Parties’ policies on incinerator suggest we’ll burn

VOTE 2014 logoAhead of next week’s Town Hall elections, WALTER CRONXITE provides you with analysis of the “differences” and similarities between the major parties on the key policies on which you’ll be voting.

First up: THE INCINERATOR

THE ISSUE: As a society, we cannot continue to use land-fill for dumping our rubbish and waste. Government “green taxes” make it increasingly expensive. Environmentally, it is unsustainable.

Croydon’s Tories are fond of boasting how they have overseen an increase in recycling rates in the borough.
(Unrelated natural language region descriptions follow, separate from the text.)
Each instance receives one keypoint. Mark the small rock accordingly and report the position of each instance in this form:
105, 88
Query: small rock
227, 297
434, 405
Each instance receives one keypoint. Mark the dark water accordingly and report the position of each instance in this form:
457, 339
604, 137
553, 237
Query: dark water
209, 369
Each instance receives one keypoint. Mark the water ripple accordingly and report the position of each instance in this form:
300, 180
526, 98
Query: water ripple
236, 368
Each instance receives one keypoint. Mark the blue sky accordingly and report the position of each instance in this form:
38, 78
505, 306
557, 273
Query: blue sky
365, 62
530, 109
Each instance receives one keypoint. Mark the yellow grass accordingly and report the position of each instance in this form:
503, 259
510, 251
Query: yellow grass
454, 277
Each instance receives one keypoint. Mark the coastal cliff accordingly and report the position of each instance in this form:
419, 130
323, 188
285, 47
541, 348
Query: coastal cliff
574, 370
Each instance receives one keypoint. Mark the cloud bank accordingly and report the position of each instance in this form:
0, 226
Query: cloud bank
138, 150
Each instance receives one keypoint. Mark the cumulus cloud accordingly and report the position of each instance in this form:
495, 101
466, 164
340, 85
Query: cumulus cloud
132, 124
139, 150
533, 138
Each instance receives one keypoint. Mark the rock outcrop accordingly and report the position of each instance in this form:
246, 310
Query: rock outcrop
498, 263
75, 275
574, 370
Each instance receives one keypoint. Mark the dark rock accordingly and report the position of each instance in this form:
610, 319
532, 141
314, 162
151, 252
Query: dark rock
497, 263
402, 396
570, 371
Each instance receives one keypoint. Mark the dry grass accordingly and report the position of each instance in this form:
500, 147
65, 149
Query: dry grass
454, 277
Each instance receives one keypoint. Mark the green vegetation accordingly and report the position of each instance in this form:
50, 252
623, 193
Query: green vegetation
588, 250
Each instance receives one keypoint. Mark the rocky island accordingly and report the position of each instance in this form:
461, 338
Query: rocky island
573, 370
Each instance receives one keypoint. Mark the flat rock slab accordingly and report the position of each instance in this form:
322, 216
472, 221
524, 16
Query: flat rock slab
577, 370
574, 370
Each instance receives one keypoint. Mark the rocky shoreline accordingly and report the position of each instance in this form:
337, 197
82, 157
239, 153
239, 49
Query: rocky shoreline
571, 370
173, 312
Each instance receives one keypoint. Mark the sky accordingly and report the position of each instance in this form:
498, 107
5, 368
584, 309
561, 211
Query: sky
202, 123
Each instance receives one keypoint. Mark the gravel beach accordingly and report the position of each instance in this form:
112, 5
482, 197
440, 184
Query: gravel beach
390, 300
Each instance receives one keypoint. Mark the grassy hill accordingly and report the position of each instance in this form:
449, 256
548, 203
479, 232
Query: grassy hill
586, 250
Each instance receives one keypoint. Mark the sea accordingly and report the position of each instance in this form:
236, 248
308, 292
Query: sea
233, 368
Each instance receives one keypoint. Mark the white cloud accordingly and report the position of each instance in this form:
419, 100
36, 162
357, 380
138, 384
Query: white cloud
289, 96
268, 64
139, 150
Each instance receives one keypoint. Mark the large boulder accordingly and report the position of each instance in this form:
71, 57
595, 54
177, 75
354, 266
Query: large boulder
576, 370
Yet with the Viridor incinerator, they want to send more of the borough’s waste to be burned instead of recycled.

Often portrayed as an issue for wards in the north of the borough which are in the immediate “fall-out zone” from the incinerator, this is also an issue for the south of the borough due to the high volume of industrial traffic the building and fuelling of the incinerator will create.

Through the South London Waste Partnership, the four boroughs have committed to a contract with Viridor worth £1 billion over 25 years. Millions of tons of rubbish from the four boroughs, and from across south-east England, will be trucked in on polluting HGVs off the M25 and driven through Coulsdon, Purley and along the Purley Way to be burned at Beddington Lane.

Little, if any, on-site sorting of the waste will go on, so there is no way of knowing what toxic materials might be sent for incineration, with the particles and gasses being pumped into the atmosphere over Croydon.

The incinerator is to be built right next to what was supposed to be a cherished country park, and close to a site which is already home to hundreds of species of wildlife.

There is growing evidence that there is already an over-capacity of waste incinerators in the region, so a new one at Beddington may prove difficult to “fuel” and uneconomic to run.

THE BACKGROUND: Four years ago, the last time the people of Croydon had a chance to vote for who runs their council, the incinerator was a… coughs… hot topic.

Croydon Tories' incinerator pledge from 2010: a promise broken soon after

Croydon Tories’ incinerator pledge from 2010: a promise broken soon after (click on the image to read it in all its duplicitous glory)

The Conservatives, who had run Croydon Council since 2006, accused the Labour Party of “scaremongering” over its claim that together with three other south London boroughs – LibDem-run Sutton and Kingston and Labour-controlled Merton – they were planning to build a massive waste-burning  incinerator near the borough boundaries.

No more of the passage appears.